How to configure head sampling in OpenTelemetry

OpenTelemetry head sampling decides whether a trace should be recorded while an application creates the root span. Setting the sampler in the SDK reduces exported span volume before telemetry reaches a Collector or backend, which helps high-volume services keep trace cost and storage under control.

The standard SDK environment variables are OTEL_TRACES_SAMPLER and OTEL_TRACES_SAMPLER_ARG. Use parentbased_traceidratio when a service should honor an incoming parent sampling decision and apply a probability only when it starts a new trace.

Head sampling cannot recover traces later because an error, slow span, or important attribute appeared downstream; unsampled spans were never exported. Use SDK head sampling for edge-volume limits, and use Collector tail sampling when the decision must inspect the complete trace after spans arrive.

Steps to configure OpenTelemetry head sampling:

  1. Choose the sampler and ratio for new root traces.

    parentbased_traceidratio applies TraceIdRatioBased only to root spans. Child spans follow the sampled flag from their parent, which keeps a distributed trace from being partly exported by one service and dropped by the next.

  2. Set the sampler in the service startup environment.
    $ export OTEL_TRACES_SAMPLER="parentbased_traceidratio"
  3. Set the sampling ratio argument.
    $ export OTEL_TRACES_SAMPLER_ARG="0.25"

    OTEL_TRACES_SAMPLER_ARG for traceidratio and parentbased_traceidratio is a probability from 0.0 to 1.0. A value of 0.25 samples roughly one quarter of new root traces, but short test runs will not produce exactly 25 percent every time.

  4. Start or restart the instrumented service with the variables in the same environment as the SDK.

    For systemd, containers, and Kubernetes workloads, put the variables in the unit, container spec, deployment manifest, or runtime injection settings before the process starts.
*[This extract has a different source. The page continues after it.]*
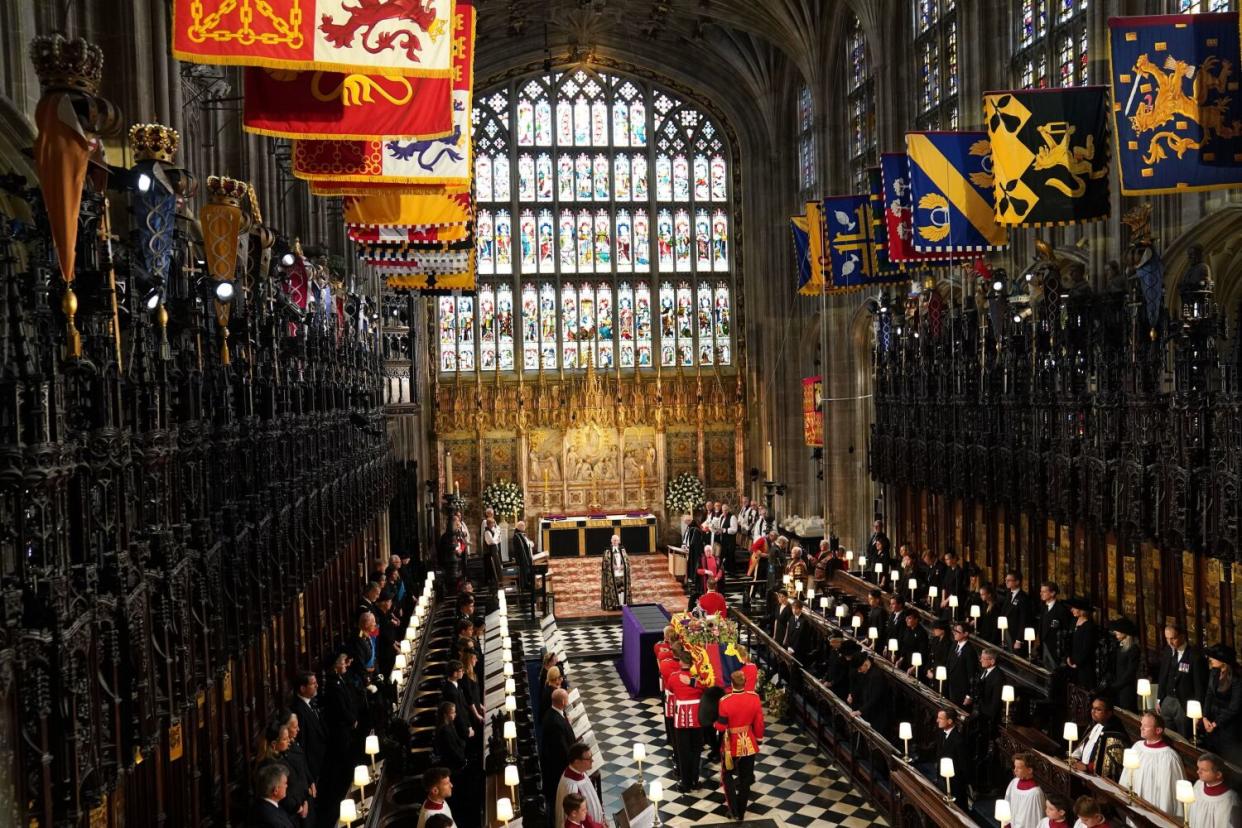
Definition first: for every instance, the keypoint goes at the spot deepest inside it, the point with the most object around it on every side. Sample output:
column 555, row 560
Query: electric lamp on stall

Code-created tracer providers that do not read SDK environment variables need the equivalent sampler set in code.

  5. Create a temporary Python SDK sampler check in an environment that has opentelemetry-sdk installed.
    sampling-check.py
    import os
     
    from opentelemetry import trace
    from opentelemetry.sdk.trace import TracerProvider
    from opentelemetry.sdk.trace.export import SimpleSpanProcessor, SpanExporter, SpanExportResult
     
     
    class CountingExporter(SpanExporter):
        def __init__(self):
            self.names = []
     
        def export(self, spans):
            self.names.extend(span.name for span in spans)
            return SpanExportResult.SUCCESS
     
     
    exporter = CountingExporter()
    provider = TracerProvider()
    provider.add_span_processor(SimpleSpanProcessor(exporter))
    trace.set_tracer_provider(provider)
     
    tracer = trace.get_tracer("sampling-check")
    for index in range(40):
        with tracer.start_as_current_span(f"checkout-{index:02d}"):
            with tracer.start_as_current_span(f"checkout-db-{index:02d}"):
                pass
     
    provider.force_flush()
     
    root_spans = [name for name in exporter.names if not name.startswith("checkout-db-")]
    child_spans = [name for name in exporter.names if name.startswith("checkout-db-")]
     
    print(f"sampler={os.getenv('OTEL_TRACES_SAMPLER', 'unset')}")
    print(f"sampler_arg={os.getenv('OTEL_TRACES_SAMPLER_ARG', 'unset')}")
    print("root_spans_started=40")
    print(f"exported_root_spans={len(root_spans)}")
    print(f"exported_child_spans={len(child_spans)}")
    print("first_exported_roots=" + ",".join(root_spans[:8]))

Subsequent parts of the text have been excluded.